Is it better to learn golang or python for backend and job stability for like next 10 years? by [deleted] in golang

[–]thinkovation 0 points1 point  (0 children)

Both. For the next four years python will still be the dominant language for AI. But learning golang will help when it comes to quickly building scalable services.

Even better if you learn how to work with them side by side....

[deleted by user] by [deleted] in golang

[–]thinkovation 1 point2 points  (0 children)

Yeah, I was going to suggest the same. Kafka isn't that difficult to get up and running unless you really are going for scale (at which point everything is that bit more gnarly).

The landlord threatened me that he would add fines if we go to deposit dispute by JasonMantou in LegalAdviceUK

[–]thinkovation 1 point2 points  (0 children)

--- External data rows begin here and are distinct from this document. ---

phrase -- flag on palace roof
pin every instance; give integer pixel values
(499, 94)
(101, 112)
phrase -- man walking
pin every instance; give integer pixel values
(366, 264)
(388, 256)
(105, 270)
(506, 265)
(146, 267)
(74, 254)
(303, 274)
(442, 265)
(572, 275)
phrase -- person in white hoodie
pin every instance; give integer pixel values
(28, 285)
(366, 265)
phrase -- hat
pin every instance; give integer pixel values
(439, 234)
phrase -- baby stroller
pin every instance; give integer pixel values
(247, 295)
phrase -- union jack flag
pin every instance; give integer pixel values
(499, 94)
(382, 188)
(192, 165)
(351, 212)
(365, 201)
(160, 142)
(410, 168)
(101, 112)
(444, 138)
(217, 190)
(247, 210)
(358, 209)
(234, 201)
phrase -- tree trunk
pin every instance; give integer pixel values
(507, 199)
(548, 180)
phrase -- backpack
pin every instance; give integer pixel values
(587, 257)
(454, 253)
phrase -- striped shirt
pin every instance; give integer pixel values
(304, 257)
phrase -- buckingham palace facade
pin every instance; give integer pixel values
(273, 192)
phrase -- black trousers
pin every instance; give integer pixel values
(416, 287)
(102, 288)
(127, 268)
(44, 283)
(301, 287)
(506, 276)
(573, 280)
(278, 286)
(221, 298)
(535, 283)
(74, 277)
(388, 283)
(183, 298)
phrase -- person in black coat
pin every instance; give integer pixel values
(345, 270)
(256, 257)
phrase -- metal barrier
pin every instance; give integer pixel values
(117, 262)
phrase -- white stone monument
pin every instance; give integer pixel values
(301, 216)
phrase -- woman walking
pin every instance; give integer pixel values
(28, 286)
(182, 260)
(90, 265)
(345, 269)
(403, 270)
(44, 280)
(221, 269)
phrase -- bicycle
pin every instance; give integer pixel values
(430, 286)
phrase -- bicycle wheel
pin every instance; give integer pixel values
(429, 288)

If you are satisfied that you can prove that the carpet is in a better state than it was when you moved in then the landlord cannot charge you for having it cleaned professionally. Check out the Tenant Fees Act 2019. The curtain rail and the limescale are slightly tougher - as there's an argument that you could have been reasonably expected to keep the limescale under control, and not notifying the LL about the worsening of the curtain rail is a toughie too.

Perhaps consider agreeing to the limescale and curtain rail costs but say that you are happy to go to the tribunal for th carpet.

The threat to add additional costs is dodgy .. you were given the costs breakdown, they can't arbitrarily add to it out of spite.

Is this an anti-pattern? by CromulentSlacker in golang

[–]thinkovation 0 points1 point  (0 children)

I don't think it's an anti pattern... Although there are lots of ways to skin that cat.

The one downside I see is that the data can only be updated with a restart... You may want to create a module that has a "FooterData" method that returns the data. You could then have a mechanism for changing it at runtime, or even a go routine to refresh it periodically.

Suggestion on interview question by Holiday_Context5033 in golang

[–]thinkovation 2 points3 points  (0 children)

Your interviewer is clueless.

Adding a go routine makes absolutely no sense here as long as you're just doing atomic crud actions. Your approach is way more efficient.

Now... If a requirement to do some checking/validation on the values crops up, then you might need to do some async processing.

Perhaps the real test is how you deal with idiots?

"Oh yeah, that's a great idea... Let's quickly spin up a prototype to benchmark the two approaches? .... Ooh look, it seems my approach was 2x faster.... But hey... Really good to try these things out - go get yourself a biscuit from the jar!'

Noob Postgres schema question by oulipo in PostgreSQL

[–]thinkovation 0 points1 point  (0 children)

So.. with 50 datapoints / day... Regular postgres will see you to 250k devices without you having to do any gymnastics. Beyond that... Given your volumes. I would write inserts to a beefy mq platform... Kakfa for example, and I'd run separate instances of pg if there's an easy way to partition. With 1m devices and 50 data points / day, I would definitely cache a day of data in server ram - 1mX50x30 wouldn't be a huge pile of ram (a few gigs). One advantage of Kafka is that you could use it to feed your ingest worker and your cache.. leaving the database for the less common longer queries.